We can see that there are some diffrences between the two sets. The 'spam' set, for example, contains more "HTML words" such as style,span and size. 

## 2.2.4

Now, we want to check what are the 20 most useful features in the Naive Bayes classifier to distinguish between the two classes. First, we train the MultinomialNB classifier on the data (with tranformed text). Then we take the top 20 naive bayes coefficients. The coefficients Mirrors feature_log_prob for interpreting MultinomialNB as a linear model. The feature_log_prob is the Empirical log probability of features given a class $Pr(f_i | Class = c)$

In [8]:
cv = CountVectorizer(ngram_range=(1, 2))
transformed_data=cv.fit_transform(data["text"].values)
clf = MultinomialNB()
clf.fit(transformed_data, data["class"].values)

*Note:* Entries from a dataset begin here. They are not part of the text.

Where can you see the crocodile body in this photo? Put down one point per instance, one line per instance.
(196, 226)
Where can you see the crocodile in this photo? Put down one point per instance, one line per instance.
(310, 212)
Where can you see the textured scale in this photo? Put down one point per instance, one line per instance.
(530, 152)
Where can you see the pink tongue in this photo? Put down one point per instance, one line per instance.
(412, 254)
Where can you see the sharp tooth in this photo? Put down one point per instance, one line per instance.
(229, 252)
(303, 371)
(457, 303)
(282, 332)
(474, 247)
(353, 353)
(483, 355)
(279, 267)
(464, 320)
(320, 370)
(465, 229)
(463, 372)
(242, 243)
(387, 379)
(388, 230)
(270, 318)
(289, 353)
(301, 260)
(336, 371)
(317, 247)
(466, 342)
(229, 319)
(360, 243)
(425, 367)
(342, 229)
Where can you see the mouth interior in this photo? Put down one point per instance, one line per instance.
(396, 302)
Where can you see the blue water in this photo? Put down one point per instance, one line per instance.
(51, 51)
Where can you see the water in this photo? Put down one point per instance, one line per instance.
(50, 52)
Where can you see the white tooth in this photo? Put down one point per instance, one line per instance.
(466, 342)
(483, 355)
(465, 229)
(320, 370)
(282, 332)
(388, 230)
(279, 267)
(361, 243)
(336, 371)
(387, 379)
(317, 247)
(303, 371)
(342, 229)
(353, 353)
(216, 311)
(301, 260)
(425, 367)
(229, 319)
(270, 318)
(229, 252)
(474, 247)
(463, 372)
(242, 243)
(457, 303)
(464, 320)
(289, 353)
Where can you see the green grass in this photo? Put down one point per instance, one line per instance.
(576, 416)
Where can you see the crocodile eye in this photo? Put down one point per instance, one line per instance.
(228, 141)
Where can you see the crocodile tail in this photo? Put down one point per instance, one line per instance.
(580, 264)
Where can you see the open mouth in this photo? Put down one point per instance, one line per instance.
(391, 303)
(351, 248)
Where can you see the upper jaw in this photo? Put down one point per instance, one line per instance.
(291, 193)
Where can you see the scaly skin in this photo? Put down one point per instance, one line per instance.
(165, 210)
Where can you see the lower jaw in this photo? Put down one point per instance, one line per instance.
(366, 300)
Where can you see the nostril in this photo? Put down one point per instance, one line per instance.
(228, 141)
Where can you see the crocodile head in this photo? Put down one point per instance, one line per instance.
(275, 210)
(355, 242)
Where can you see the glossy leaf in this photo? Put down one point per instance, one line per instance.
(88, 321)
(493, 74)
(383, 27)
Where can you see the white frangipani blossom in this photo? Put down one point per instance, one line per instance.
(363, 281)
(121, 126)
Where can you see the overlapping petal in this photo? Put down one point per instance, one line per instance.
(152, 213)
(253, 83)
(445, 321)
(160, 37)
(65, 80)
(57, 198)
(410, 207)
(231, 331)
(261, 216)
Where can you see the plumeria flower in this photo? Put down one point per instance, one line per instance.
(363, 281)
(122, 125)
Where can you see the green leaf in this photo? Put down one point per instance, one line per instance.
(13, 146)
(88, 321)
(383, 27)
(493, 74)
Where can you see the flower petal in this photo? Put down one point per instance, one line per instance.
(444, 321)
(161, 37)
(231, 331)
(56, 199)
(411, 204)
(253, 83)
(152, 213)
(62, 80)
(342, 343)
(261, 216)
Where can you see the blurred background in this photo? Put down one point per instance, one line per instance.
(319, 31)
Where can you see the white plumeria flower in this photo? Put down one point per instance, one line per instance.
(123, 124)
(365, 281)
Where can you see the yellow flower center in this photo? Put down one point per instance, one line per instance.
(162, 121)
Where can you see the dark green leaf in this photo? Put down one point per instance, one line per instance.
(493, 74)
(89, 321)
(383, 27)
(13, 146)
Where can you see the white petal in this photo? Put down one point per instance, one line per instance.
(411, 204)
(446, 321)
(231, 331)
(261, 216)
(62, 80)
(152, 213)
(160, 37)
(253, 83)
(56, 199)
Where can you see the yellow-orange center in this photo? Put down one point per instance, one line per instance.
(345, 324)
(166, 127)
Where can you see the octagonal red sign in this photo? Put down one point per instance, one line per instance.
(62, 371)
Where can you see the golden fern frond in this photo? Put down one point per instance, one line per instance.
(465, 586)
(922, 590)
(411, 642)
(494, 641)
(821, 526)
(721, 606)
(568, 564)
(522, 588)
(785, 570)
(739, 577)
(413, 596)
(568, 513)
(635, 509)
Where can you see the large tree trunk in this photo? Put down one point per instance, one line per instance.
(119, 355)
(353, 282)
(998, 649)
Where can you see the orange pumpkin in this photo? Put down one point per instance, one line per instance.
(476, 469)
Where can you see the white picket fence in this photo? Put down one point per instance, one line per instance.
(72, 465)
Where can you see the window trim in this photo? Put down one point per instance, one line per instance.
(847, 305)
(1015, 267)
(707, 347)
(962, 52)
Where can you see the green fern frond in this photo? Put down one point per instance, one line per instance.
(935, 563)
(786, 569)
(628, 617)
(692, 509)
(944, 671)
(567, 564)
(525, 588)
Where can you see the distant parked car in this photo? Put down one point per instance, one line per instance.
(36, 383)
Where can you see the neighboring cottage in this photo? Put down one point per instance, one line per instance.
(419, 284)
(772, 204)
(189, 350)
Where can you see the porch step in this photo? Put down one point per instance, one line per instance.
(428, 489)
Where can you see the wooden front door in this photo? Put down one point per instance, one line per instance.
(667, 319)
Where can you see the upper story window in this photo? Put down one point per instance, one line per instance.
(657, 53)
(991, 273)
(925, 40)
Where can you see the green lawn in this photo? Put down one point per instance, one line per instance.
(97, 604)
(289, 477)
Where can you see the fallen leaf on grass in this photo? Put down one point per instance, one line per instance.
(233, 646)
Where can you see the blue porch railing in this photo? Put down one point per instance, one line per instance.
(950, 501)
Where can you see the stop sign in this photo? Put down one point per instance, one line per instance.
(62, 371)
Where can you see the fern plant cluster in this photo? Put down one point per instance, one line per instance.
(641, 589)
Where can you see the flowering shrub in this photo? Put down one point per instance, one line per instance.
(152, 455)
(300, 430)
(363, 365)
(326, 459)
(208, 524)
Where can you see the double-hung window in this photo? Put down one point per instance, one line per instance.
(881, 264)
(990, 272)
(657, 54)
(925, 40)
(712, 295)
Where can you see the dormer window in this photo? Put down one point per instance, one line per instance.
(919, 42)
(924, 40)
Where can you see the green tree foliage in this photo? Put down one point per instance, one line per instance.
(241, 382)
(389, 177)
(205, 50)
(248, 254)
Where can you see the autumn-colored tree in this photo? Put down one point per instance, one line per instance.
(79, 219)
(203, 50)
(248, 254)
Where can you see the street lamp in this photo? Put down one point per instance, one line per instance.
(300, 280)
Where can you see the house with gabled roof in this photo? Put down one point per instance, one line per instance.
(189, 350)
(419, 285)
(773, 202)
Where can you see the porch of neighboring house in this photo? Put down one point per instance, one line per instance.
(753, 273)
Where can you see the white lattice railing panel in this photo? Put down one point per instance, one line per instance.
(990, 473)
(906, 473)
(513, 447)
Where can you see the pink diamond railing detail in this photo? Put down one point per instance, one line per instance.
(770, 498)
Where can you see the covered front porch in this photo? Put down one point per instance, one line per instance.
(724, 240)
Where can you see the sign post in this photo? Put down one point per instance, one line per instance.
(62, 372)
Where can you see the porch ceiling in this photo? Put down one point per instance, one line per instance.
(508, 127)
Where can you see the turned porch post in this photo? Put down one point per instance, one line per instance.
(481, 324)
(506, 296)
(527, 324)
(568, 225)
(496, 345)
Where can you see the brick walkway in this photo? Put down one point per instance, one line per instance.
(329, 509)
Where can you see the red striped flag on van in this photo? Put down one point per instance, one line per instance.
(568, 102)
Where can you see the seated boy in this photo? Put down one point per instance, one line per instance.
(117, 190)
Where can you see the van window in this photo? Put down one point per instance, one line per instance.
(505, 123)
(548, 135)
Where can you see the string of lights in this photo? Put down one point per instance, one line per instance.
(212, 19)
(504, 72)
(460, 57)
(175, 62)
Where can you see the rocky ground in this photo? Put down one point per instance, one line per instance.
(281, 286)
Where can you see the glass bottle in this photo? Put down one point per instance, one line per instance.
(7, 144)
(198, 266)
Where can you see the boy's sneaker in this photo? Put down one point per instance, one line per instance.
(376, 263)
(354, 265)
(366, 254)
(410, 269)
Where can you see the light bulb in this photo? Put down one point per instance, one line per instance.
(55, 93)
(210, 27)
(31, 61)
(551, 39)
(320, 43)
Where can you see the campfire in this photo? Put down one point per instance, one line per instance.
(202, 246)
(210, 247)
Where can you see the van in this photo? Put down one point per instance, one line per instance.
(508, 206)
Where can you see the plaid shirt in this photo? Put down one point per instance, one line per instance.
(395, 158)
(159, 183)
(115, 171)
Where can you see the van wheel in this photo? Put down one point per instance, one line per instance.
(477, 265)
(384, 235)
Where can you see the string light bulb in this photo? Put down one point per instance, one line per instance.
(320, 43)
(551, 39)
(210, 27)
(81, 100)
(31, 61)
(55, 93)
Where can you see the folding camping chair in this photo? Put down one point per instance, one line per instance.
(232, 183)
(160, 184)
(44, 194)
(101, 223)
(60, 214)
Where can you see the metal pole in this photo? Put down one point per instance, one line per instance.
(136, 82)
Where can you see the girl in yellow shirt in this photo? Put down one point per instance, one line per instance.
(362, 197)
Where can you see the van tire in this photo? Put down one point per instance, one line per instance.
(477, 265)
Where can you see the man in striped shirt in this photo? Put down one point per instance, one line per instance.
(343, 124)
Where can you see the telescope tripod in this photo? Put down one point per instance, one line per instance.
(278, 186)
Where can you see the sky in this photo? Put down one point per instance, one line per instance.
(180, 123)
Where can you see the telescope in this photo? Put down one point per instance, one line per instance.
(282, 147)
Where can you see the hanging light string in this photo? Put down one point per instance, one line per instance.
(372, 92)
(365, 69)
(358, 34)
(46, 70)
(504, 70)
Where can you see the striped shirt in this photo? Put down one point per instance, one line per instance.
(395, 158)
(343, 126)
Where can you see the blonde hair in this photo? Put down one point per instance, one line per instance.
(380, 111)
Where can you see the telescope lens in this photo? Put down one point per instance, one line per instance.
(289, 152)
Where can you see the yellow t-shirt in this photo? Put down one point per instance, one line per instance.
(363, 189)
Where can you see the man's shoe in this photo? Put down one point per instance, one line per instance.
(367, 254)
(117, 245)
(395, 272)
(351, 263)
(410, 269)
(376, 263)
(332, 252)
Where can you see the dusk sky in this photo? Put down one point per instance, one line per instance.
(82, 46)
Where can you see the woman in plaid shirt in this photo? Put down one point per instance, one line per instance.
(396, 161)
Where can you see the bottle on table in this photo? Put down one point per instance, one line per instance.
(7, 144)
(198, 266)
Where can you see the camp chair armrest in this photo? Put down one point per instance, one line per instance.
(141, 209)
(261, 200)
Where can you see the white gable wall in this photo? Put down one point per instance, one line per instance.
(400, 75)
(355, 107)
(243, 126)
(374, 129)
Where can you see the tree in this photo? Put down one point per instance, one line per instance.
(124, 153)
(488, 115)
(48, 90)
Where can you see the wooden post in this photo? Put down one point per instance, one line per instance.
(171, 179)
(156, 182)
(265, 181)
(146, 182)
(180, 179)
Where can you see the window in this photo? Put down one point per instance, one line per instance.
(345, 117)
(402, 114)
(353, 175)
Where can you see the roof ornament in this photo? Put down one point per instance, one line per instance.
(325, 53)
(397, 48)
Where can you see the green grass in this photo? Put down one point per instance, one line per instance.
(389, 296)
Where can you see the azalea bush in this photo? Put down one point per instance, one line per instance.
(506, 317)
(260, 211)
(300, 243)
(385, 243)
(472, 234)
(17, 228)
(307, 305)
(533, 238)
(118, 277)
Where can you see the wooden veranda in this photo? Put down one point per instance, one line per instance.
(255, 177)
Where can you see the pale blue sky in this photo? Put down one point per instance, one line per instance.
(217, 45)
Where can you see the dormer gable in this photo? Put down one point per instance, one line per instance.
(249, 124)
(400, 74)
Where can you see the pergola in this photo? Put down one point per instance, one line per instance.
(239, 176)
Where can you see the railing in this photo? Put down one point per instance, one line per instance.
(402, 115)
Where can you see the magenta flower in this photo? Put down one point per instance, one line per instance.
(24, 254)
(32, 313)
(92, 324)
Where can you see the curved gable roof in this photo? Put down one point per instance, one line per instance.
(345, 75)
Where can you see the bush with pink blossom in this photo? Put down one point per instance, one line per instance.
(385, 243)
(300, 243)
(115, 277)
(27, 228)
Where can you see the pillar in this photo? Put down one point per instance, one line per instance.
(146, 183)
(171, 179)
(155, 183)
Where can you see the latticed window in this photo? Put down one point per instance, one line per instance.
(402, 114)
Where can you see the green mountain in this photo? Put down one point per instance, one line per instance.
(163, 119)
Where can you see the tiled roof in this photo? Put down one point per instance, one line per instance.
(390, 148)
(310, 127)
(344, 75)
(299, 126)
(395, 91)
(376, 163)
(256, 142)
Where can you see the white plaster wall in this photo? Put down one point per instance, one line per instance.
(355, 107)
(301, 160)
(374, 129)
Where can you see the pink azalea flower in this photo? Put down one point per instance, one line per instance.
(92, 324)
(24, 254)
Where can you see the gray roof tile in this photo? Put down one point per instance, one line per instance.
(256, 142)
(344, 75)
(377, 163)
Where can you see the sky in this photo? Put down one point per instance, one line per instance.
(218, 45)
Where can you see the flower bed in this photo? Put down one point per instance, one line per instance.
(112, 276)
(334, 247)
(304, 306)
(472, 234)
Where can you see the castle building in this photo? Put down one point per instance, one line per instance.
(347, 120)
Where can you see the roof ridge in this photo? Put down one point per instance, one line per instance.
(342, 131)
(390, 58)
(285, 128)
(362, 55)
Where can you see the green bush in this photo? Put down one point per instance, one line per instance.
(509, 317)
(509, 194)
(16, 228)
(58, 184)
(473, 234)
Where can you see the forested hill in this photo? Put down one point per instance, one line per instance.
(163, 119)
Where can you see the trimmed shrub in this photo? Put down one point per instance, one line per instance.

top20 = numpy.argsort(clf.coef_[0])[-20:]
feature_names= cv.get_feature_names()
topFeatures = [feature_names[j] for j in top20]
print(", ".join(topFeatures))


span, style, border, face, br br, of, width, nbsp nbsp, and, http, 20, to, tr, size, the, nbsp, td, br, 3d, font


These are the 20-top features for the "spam" label. For example, the word 'nbsp' will probably appear when the class is spam. it fits 2.2.3, there we saw that nbsp si frequent in the spam texts, but not in the ham texts.